Garlic price stays high
The price of garlic has remained high since the beginning of Ramadan.
The price of imported garlic rose 71 percent year-on-year to Tk 160-200 a kg yesterday, and the local variety was selling at Tk 100-130 a kg, up 64 percent from a year ago, according to data from the Trading Corporation of Bangladesh.
In Dinajpur, one of the areas that produce garlic, the price went further up due to stocking and bulk purchase by traders.
During visits to different wholesale and retail markets in the district, it was found that each kilogramme of local garlic was being sold at Tk 170 to Tk 200, depending on the size and the quality.

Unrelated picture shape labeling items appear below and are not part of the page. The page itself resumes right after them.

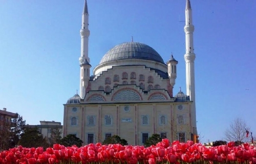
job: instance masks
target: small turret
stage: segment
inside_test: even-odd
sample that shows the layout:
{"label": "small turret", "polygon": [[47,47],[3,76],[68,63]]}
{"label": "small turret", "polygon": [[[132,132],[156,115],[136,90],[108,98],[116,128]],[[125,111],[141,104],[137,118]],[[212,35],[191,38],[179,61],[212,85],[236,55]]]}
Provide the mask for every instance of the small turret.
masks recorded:
{"label": "small turret", "polygon": [[174,59],[173,54],[170,57],[170,60],[166,62],[168,66],[168,75],[170,79],[170,84],[173,87],[175,85],[175,80],[177,77],[177,67],[178,61]]}

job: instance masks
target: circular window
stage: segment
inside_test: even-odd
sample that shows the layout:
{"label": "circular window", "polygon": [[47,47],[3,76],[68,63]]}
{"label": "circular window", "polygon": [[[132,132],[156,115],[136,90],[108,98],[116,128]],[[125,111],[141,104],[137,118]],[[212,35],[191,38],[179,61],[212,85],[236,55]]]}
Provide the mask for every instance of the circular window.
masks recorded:
{"label": "circular window", "polygon": [[73,107],[72,108],[72,112],[77,112],[77,108],[76,107]]}
{"label": "circular window", "polygon": [[129,106],[124,106],[124,107],[123,108],[123,110],[124,111],[124,112],[128,112],[130,111],[130,107],[129,107]]}
{"label": "circular window", "polygon": [[182,106],[182,105],[179,105],[179,106],[178,106],[178,108],[179,109],[179,110],[182,110],[183,109],[183,106]]}

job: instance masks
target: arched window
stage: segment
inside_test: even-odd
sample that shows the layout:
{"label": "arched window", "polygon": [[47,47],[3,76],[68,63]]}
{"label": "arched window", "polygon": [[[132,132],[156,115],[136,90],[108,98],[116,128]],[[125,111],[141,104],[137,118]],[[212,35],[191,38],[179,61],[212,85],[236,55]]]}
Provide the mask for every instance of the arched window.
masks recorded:
{"label": "arched window", "polygon": [[111,84],[111,81],[110,77],[106,77],[105,78],[105,84]]}
{"label": "arched window", "polygon": [[135,72],[131,73],[131,79],[136,79],[136,73]]}
{"label": "arched window", "polygon": [[111,88],[110,88],[110,87],[109,86],[105,87],[105,92],[111,92]]}
{"label": "arched window", "polygon": [[152,86],[152,85],[148,85],[148,86],[147,86],[147,90],[148,91],[153,89],[153,86]]}
{"label": "arched window", "polygon": [[127,79],[128,78],[128,74],[124,72],[122,74],[122,79]]}
{"label": "arched window", "polygon": [[179,124],[184,124],[184,118],[182,115],[178,116],[178,123]]}
{"label": "arched window", "polygon": [[136,84],[136,81],[131,81],[131,84]]}
{"label": "arched window", "polygon": [[155,89],[160,89],[160,86],[158,84],[155,85]]}
{"label": "arched window", "polygon": [[154,79],[153,77],[150,76],[147,77],[147,83],[153,83]]}
{"label": "arched window", "polygon": [[119,81],[119,75],[115,74],[114,75],[114,81]]}
{"label": "arched window", "polygon": [[141,83],[140,84],[140,89],[143,90],[144,89],[144,84]]}
{"label": "arched window", "polygon": [[76,117],[72,117],[71,118],[71,125],[77,125],[77,119]]}
{"label": "arched window", "polygon": [[164,125],[166,124],[166,118],[164,116],[161,116],[160,117],[159,123],[160,125]]}
{"label": "arched window", "polygon": [[102,86],[99,86],[99,88],[98,88],[98,90],[99,91],[104,91],[104,87]]}
{"label": "arched window", "polygon": [[140,78],[139,79],[139,81],[144,81],[145,80],[145,78],[144,75],[140,74]]}
{"label": "arched window", "polygon": [[148,125],[148,116],[141,116],[141,124],[144,125]]}
{"label": "arched window", "polygon": [[87,121],[88,126],[95,125],[95,117],[94,116],[88,116],[87,117]]}
{"label": "arched window", "polygon": [[112,118],[111,116],[105,116],[105,125],[112,125]]}

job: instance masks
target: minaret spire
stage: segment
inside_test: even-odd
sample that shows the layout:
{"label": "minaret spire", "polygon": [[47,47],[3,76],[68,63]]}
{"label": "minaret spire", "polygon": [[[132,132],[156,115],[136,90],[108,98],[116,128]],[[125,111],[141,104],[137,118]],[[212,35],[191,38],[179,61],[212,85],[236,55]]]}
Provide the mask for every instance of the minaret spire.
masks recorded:
{"label": "minaret spire", "polygon": [[89,85],[90,79],[90,58],[88,56],[88,43],[90,36],[89,29],[88,7],[87,1],[85,0],[83,11],[82,14],[82,26],[80,30],[81,35],[81,56],[79,60],[80,63],[80,97],[83,98],[86,92],[86,89]]}
{"label": "minaret spire", "polygon": [[83,7],[83,12],[82,12],[83,14],[88,14],[88,7],[87,7],[87,1],[86,0],[84,2],[84,7]]}
{"label": "minaret spire", "polygon": [[192,21],[192,8],[189,0],[186,0],[185,13],[186,24],[184,27],[186,38],[186,54],[184,55],[186,61],[186,85],[187,95],[189,96],[193,101],[191,106],[191,119],[193,134],[197,134],[196,116],[196,94],[195,87],[195,59],[193,32],[194,26]]}

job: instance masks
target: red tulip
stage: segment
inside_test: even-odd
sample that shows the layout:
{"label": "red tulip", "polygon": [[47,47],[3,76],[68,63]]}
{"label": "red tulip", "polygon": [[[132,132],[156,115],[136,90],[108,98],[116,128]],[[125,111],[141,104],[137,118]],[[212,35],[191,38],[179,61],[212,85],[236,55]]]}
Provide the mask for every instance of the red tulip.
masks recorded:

“The rate is nearly double than it was last year” said Azahar Imam, a wholesaler at Bahadurbadar, Dinajpur.
But farmers who produced garlic this year in the district did not get higher margins on sales because of the middlemen.
Wholesalers and retailers are making good profit from selling garlic at exorbitant rates, said Golam Kibriya, a schoolteacher in Dinajpur town, adding that the high price forced him to cut consumption.
Consumers might have to come to terms with higher garlic prices after wholesalers yesterday hinted further increase in price in the days to come.
Officials of the state-run Department Agriculture Extension in Dinajpur said at least 2,810 hectares of land were brought under garlic farming, producing 22,357 tonnes of garlic this year.
Golam Mostafa, deputy director of the DAE, earlier told The Daily Star that the production target exceeded this year and farmers tried their best to fetch healthy yield.
Garlic is produced more or less everywhere in Dinajpur, but it is widely grown in Chirirbandar and Khansama upazilas. Harvesting ended in mid-May.
Abdul Jabbar, a farmer in Chirirbandar who farmed garlic on one acre of land, said he got better price this year compared to last year.
Nazrul Islam, another farmer in the upazila, said he cultivated garlic on a bigha of land this year spending Tk 36,000. He sold each maund at Tk 2,600 at local markets, fetching him Tk 65 for a kg.
“It is the middlemen that are pocketing the profit,” he said.
The price of garlic went up ahead of Ramadan on the expectation of high demand in the fasting month.
Prices of essential commodities such as rice, wheat, pulses, sugar, edible oil, ginger, garlic, onion and potato account for more than one-third of the annual household expenditure of the bottom 20 percent of the population, according to the 2005 Household And Income Expenditure data.
Researchers blame inflation, price hike in international market and business syndication for the price spiral.
Ahead of Ramadan, Commerce Minister Tofail Ahmed had said supply of all items, including rice, sugar, edible oil, lentils, onion, garlic, ginger, and dates, was higher than the demand.
So there was no reason for their price hike on the occasion of Ramadan, he added.